The client committee appointed by the Ithaca Common Council to assess Cayuga Green met yesterday to review and discuss design concepts for the project which will include parking, apartments and retail space.
The committee is made up of members of the Common Council, members of the Ithaca Downtown Partnership, architects, merchants and transportation specialists who will plan the development of the land behind Tompkins County Public Library. One of the key elements of Cayuga Green is the addition of a significant amount of residential space to downtown Ithaca.
Christopher Shears, a Denver architect who specializes in downtown development projects, and Highland Associates design firm presented plans for the several mixed-use buildings. “The intention is to redevelop the downtown area by providing parking and improved retail areas,” Shears explained.
Shears added that the Cayuga Street structure has both retail and residence use. It will also include parking.
“The design tries to introduce more people to downtown by introducing more housing. It would most likely be rental housing,” Shears said.
Dan Cogan M.S. ’95, chair of the Cayuga Green client committee agreed. “Residential development is the lynchpin. The way that you revitalize a downtown is to get people there,” he said. “The Cornell building gets people to work there, this will get people to live there.”

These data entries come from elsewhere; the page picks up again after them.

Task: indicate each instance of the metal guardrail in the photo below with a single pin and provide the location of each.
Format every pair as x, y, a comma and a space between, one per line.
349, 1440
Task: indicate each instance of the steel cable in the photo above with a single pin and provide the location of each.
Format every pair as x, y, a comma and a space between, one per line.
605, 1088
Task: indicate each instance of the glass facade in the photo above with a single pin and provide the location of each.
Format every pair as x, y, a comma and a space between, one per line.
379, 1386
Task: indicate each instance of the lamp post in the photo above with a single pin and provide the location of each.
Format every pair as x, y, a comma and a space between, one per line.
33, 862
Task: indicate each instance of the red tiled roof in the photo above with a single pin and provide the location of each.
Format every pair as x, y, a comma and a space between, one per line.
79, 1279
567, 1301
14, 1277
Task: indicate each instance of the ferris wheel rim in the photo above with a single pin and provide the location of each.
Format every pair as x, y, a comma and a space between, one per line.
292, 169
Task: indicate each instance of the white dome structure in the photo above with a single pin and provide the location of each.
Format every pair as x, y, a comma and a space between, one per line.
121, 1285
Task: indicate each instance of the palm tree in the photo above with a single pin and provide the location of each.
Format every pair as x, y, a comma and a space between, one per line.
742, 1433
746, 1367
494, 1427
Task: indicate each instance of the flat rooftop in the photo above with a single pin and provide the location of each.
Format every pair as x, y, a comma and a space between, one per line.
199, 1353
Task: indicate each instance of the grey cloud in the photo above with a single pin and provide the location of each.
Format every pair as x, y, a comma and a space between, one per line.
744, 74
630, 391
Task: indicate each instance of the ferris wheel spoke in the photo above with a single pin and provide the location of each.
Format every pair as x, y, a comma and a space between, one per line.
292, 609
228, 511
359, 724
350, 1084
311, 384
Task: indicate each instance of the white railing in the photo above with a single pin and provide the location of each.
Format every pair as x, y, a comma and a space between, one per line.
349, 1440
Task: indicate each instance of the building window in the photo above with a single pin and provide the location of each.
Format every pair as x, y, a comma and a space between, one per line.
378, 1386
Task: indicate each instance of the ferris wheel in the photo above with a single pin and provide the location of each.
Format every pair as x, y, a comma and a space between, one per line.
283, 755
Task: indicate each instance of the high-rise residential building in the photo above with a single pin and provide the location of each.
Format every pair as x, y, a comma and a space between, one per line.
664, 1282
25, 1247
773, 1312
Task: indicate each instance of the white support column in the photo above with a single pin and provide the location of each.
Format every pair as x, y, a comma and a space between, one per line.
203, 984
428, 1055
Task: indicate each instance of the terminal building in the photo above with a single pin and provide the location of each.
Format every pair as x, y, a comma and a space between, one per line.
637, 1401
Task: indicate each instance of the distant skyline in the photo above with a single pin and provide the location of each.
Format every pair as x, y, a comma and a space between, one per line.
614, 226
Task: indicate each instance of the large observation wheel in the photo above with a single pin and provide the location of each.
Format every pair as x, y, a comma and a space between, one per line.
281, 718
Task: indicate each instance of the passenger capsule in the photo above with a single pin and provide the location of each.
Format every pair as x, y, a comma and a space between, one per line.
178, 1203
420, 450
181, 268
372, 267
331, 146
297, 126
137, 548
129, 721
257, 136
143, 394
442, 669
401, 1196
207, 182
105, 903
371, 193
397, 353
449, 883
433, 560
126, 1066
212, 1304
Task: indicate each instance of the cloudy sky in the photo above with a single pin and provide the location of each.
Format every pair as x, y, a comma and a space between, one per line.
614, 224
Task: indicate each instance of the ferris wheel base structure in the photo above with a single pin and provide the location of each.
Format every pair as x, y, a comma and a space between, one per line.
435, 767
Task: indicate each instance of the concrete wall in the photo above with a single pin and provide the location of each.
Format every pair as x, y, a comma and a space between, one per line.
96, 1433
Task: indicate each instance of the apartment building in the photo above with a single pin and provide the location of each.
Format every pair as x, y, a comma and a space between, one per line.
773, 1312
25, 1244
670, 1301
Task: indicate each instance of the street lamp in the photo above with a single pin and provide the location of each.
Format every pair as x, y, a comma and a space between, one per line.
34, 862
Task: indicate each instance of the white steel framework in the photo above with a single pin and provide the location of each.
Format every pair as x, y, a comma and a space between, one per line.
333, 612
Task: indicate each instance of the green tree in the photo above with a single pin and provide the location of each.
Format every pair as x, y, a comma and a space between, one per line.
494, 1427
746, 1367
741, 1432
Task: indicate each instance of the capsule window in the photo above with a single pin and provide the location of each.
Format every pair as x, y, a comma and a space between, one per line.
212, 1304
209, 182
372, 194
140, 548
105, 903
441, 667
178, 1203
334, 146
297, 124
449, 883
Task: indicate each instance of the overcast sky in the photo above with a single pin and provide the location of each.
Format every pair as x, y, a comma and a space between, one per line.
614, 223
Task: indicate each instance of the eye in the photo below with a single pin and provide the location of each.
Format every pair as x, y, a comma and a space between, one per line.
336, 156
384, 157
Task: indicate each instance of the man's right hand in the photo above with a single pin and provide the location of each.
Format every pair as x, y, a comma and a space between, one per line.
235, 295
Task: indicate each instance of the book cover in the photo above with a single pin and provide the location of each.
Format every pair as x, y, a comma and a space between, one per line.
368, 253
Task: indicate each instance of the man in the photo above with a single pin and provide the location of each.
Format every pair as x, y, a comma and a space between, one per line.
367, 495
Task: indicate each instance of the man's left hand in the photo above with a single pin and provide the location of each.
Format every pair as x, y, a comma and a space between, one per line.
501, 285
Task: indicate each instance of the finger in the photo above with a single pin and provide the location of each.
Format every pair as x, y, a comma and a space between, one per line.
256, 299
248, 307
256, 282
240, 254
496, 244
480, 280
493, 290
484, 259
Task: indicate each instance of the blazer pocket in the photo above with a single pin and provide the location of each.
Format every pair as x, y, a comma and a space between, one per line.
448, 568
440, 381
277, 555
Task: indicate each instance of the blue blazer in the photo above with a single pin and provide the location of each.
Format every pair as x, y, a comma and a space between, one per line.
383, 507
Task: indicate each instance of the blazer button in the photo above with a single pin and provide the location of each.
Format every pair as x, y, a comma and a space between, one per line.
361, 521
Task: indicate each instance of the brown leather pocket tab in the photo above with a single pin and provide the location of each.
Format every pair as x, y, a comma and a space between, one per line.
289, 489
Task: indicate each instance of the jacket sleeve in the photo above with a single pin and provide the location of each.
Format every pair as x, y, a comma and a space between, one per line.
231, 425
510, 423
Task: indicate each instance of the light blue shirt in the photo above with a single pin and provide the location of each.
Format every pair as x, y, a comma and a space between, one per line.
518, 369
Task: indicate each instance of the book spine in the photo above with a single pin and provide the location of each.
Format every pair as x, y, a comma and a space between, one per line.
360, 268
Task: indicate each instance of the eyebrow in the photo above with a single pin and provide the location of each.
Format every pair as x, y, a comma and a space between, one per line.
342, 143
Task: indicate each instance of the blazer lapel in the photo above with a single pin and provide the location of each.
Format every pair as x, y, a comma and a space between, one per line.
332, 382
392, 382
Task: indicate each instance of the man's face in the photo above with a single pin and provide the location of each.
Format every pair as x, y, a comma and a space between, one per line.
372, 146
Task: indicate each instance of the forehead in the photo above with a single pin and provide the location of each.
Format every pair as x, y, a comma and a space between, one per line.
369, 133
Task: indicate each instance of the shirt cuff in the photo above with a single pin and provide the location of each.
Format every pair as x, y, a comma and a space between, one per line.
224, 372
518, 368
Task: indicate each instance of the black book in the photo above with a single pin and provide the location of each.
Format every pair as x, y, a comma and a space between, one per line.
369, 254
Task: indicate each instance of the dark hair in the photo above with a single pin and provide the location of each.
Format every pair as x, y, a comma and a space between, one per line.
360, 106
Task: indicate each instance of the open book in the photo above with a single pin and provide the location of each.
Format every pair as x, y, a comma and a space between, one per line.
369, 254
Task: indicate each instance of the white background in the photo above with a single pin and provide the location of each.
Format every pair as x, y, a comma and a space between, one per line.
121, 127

Planners see residential development as key to further retail development. “When you have people there all the time, you get retailers and restaurants opening — stores to serve the people who live in the area,” Cogan added. “It becomes lively in the evenings and on the weekends, instead of dead.”
Cayuga Green’s current designs include approximately 30,000 square feet of retail space. Neither Shears nor Cogan expect this additional space to have any negative impact on existing businesses.

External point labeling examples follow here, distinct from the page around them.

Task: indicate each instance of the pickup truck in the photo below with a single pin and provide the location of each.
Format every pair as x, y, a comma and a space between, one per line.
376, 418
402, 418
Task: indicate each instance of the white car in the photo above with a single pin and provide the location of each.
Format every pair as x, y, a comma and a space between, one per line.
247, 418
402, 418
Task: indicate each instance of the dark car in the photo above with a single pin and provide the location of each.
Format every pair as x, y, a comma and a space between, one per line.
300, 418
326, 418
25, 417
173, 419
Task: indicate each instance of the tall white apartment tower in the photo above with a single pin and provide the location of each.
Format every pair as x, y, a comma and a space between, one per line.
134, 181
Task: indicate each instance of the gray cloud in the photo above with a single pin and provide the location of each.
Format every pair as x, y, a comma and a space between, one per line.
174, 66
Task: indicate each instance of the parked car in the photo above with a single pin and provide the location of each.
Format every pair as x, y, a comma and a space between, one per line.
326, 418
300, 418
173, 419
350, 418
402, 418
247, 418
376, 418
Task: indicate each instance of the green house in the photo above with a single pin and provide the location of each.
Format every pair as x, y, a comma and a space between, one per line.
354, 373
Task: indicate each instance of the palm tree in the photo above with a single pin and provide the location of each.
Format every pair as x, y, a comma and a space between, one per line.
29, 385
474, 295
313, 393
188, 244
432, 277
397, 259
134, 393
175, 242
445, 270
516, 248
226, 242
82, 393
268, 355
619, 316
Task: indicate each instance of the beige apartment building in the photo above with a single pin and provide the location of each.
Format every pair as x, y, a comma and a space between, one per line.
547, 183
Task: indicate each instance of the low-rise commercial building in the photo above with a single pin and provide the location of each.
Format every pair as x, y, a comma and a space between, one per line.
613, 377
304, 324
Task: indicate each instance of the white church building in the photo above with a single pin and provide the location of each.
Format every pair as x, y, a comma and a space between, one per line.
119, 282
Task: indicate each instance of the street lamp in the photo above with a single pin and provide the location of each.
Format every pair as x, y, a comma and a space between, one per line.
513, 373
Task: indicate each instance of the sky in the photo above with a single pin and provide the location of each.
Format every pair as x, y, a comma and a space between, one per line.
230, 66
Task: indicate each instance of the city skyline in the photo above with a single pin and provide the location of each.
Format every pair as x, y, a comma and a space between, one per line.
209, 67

“The additional parking and the residences could attract a grocery or mini big box store,” Cogan said. “We don’t know exactly what will fill the space yet, but we have discussed a wine center or a branch of the Johnson museum.”
Ithaca merchants have welcomed Cayuga Green.
“It has always been our position that it will be an extremely positive asset to downtown. We want to increase the mass of retail space available and the critical mass of people downtown all the time,” said Gary Ferguson, executive director of the Ithaca Downtown Partnership.
Another integral part of the project, according to Shears, is the construction of an intermodal transportation center on Green Street adjacent to City Hall.
The intermodal transportation center serves as, “A facility that integrates local buses and intercity buses as well as buses out from out of town and cabs and vans,” Shears said.
“350,000 people embark and depart from TCAT buses at the Green Street bus stop every year — this provides a better facility for those who currently use public transportation and hopefully would entice more people to use public transportation,” Cogan said.
The Cayuga Green concept emerged from the City’s need to provide 500 parking spaces for the University’s building project by June of 2004. That project, located on the other side of the Commons at the intersection of Seneca and Tioga Streets, will bring many Cornell offices downtown as well as a Hilton Garden Inn hotel.
“Cornell wanted the parking not to be adjacent to their building, but rather on the other side of the Commons in order to provide a better atmosphere for their employees and generate pedestrian traffic,” Cogan said.
“The city has a synergistic relationship with Cornell,” he added. “We don’t want to add 500 parking spaces, we want to add 1,000 as well as the new residential and commercial spaces.”
Financing for the construction of the parking structures will be procured through bonds, according to Cogan. Additionally, some of the residential and commercial development will be built by private developers.